Now, the above statement has as general a validity as the one that fixes the sum of the internal angles of a triangle: that is, it is a logical-probabilistic derivation which, in its conditions of application, cannot be contradicted. Despite this, however, it is interesting to note that this statement contains nothing that could allow us to make detailed predictions about an evolutionary trajectory: does not establish, in particular, the criteria that establish which varieties of a certain species are capable of leaving a greater number of fertile descendants. This characteristic is determined by the interaction between the characteristics of each individual and the circumstances in which he finds himself living and reproducing; that is, it is the daughter of the phenotype (and therefore also of the genotype) of an individual and of the particular environment in which it finds itself conducting its existence.

Now, both the varieties that are produced in each generation in a population, and the conditions in which they will find themselves living, are strongly conditioned by the case. The weight of chance in the environment can be limited in some periods, for example in stable ecological conditions in a certain geographical area, so as to generate constant selective effects, but in any case the variety of individuals that appear in each generation is random (also considering that the mechanism of many spontaneous mutations is quantum), therefore we cannot know in advance what kind of individuals will turn out to be the most suitable, even under stable environmental conditions. In these stable environmental conditions, we can at most predict that individuals endowed with certain functions will be selected, and therefore that a population will tend to evolve traits capable of performing these functions; however, we cannot know which traits will actually be evolved, nor when, nor, at the molecular level, how, except in retrospect.

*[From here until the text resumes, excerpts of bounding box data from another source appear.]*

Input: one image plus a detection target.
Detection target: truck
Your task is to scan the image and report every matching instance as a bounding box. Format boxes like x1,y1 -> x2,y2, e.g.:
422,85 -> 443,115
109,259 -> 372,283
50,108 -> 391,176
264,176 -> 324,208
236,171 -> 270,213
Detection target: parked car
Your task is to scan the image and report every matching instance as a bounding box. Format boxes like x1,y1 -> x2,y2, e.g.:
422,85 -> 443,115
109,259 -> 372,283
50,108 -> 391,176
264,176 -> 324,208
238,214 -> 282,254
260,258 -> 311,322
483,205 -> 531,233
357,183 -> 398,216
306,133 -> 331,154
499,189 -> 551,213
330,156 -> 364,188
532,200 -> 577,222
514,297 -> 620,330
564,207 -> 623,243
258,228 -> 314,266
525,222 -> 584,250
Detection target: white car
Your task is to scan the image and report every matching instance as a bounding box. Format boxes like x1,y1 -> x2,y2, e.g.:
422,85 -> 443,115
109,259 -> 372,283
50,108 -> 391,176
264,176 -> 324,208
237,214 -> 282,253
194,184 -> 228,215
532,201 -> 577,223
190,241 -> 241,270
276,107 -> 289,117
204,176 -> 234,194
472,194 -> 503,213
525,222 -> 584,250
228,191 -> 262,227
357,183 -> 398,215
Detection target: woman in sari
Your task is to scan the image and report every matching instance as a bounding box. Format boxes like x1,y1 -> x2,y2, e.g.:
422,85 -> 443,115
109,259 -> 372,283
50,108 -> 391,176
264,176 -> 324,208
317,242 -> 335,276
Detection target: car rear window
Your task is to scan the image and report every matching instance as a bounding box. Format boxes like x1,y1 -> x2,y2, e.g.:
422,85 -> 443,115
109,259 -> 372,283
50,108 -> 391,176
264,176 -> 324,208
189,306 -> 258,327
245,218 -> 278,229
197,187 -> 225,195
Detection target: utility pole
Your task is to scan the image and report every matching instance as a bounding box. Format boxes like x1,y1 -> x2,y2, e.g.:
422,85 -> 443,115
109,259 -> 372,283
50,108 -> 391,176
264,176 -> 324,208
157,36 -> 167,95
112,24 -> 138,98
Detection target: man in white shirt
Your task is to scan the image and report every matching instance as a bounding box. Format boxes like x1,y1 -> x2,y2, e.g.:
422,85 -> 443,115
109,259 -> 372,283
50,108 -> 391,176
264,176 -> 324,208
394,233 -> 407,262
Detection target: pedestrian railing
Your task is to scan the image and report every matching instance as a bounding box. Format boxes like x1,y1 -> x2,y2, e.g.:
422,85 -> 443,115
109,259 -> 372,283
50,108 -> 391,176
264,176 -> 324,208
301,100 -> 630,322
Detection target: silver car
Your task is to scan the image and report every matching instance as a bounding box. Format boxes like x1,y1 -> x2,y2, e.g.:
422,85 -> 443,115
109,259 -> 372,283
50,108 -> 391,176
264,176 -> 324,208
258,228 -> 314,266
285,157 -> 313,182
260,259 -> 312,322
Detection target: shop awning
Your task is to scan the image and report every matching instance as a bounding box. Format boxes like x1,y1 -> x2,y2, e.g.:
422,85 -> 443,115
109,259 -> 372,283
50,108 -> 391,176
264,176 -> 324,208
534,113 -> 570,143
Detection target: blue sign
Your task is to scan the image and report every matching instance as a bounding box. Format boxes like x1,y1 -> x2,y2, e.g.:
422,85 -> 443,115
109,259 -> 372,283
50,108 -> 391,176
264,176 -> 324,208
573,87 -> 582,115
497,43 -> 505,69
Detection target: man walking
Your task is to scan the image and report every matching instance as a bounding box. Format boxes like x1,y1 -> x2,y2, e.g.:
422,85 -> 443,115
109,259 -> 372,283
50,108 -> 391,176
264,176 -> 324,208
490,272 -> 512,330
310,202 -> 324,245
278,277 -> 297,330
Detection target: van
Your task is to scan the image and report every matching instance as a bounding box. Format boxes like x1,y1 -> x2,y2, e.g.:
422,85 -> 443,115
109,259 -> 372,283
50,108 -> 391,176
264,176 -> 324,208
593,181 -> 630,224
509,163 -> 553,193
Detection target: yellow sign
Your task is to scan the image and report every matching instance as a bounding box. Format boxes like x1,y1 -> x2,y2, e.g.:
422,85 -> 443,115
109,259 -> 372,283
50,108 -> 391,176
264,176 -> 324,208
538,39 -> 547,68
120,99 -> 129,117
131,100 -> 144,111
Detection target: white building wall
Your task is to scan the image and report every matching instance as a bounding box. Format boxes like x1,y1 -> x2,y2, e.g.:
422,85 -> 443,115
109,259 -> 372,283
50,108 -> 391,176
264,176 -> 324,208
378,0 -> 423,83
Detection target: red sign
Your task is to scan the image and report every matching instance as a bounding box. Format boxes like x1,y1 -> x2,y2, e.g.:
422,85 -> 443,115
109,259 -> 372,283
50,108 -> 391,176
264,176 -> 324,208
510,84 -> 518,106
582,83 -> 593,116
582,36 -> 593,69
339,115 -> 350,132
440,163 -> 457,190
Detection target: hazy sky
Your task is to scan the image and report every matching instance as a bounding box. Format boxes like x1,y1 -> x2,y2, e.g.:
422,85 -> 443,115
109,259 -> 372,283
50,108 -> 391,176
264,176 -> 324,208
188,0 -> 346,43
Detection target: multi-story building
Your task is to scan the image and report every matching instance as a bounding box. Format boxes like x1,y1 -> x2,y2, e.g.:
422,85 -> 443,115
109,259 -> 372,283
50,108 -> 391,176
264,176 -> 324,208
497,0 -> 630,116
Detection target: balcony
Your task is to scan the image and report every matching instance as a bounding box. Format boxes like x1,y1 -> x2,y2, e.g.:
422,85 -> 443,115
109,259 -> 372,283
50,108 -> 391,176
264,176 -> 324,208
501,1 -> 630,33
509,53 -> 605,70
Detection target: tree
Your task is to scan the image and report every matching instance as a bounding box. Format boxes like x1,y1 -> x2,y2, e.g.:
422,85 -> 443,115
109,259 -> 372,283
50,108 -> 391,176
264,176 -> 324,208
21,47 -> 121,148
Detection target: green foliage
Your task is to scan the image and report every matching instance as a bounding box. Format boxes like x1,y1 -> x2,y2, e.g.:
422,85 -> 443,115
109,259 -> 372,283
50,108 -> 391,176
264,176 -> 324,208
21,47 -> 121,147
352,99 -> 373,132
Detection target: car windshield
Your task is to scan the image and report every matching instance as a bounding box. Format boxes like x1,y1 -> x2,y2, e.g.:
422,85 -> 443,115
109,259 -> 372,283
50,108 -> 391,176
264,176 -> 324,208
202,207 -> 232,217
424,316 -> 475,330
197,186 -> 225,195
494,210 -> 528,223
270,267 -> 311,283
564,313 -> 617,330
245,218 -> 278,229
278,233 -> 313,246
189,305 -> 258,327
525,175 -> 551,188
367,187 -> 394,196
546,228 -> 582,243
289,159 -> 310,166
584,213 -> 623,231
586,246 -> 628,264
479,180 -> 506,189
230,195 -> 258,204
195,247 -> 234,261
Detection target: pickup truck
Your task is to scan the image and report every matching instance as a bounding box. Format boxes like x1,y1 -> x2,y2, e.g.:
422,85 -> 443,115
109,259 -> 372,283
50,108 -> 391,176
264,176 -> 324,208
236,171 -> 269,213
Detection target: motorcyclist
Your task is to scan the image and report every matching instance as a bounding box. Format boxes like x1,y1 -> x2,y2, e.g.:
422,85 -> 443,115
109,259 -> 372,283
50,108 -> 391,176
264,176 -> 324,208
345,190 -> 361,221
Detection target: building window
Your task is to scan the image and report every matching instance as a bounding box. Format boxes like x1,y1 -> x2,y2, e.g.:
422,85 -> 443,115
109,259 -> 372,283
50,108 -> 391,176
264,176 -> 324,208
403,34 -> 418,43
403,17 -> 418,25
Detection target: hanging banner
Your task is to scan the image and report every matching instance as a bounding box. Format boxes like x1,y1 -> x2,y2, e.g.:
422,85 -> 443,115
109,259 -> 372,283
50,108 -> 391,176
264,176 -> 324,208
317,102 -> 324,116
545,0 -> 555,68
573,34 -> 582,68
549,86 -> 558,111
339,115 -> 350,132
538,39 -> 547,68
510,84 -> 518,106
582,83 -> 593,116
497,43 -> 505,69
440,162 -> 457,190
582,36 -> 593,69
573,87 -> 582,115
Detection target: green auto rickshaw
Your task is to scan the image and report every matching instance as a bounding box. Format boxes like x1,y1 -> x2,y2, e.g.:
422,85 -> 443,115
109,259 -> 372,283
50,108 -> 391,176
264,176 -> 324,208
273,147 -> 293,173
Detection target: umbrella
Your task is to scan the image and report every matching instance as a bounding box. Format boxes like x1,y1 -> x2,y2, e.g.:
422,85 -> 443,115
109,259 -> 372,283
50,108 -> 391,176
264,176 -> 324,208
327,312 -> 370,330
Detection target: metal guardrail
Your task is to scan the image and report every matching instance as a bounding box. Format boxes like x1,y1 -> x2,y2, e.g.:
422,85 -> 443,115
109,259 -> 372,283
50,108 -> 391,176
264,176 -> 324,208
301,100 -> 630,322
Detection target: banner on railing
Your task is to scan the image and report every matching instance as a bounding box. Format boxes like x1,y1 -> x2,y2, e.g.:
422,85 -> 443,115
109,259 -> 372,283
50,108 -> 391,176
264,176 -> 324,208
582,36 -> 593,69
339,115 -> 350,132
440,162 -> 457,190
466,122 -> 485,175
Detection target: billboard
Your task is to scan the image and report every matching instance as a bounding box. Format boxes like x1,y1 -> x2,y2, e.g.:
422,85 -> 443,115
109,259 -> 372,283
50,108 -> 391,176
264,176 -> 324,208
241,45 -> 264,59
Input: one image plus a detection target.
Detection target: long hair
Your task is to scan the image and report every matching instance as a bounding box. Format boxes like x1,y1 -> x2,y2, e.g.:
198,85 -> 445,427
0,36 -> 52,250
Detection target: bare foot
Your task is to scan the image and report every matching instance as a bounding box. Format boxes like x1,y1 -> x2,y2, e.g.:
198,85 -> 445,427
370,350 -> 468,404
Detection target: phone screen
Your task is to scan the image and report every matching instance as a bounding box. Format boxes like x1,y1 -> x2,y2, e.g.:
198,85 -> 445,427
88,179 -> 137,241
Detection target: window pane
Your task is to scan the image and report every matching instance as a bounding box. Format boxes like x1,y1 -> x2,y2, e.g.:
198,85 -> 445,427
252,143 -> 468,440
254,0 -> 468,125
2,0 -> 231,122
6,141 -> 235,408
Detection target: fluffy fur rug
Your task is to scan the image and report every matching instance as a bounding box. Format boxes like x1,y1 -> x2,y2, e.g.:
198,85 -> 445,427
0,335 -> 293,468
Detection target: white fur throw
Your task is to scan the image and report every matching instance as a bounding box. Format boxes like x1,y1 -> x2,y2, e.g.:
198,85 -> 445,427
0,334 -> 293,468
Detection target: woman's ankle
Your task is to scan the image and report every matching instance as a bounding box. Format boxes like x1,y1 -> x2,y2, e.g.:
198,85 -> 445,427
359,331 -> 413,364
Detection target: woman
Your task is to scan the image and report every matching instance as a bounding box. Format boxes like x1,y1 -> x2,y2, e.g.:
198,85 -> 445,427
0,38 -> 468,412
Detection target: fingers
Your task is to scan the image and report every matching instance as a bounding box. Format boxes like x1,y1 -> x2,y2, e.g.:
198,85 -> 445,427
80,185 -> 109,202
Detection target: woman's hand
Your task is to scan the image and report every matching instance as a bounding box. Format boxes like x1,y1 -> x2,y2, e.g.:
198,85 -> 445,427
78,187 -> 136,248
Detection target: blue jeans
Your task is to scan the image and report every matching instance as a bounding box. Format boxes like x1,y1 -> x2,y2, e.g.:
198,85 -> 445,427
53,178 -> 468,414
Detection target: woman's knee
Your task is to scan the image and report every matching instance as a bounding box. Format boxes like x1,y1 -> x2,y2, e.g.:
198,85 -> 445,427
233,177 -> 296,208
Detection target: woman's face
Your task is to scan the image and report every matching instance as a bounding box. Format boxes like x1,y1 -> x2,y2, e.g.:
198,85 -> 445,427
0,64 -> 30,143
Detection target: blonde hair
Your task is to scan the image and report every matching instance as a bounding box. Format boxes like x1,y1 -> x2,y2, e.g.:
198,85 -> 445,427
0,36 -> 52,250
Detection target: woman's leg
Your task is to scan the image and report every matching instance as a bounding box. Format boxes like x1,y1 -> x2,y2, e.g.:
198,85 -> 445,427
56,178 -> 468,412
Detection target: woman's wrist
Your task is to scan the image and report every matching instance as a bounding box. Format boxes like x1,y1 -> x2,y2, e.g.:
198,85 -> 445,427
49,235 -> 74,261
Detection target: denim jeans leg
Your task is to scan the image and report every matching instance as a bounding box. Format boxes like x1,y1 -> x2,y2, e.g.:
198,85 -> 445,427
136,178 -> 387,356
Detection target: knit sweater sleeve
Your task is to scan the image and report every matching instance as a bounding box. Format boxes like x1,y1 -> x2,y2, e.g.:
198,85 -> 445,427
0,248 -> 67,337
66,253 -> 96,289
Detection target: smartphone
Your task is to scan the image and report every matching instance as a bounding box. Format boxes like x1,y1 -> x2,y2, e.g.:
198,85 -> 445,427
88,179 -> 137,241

In fact, however, geologically speaking, environmental and selective conditions are stable for long periods of time an exception: the simple evolution of new species would be and is already sufficient to drastically change the ecological panorama (think of the appearance of a new parasite), and in addition climate, catastrophic changes of all kinds, random colonization of new environments, arrival of alien species and a myriad of other events of a historical and therefore casual nature all contribute to the selective forces of history varying over time. This is not to mention the purely stochastic effects of sexual selection, which can even be counter-adaptive, of the random exchange of genetic material between organisms of every living kingdom and of a thousand other mechanisms that randomly increase variability or change direction equally randomly. of the selection. So here’s why a deterministic law, such as the one that explains the evolution of a population of individuals with a limited life cycle on the basis of the reward selection of the best reproducers, can only be used to illustrate the functioning of the engine at work in nature, but not the roads it will travel in generating the incredible variety of forms that live and are lived.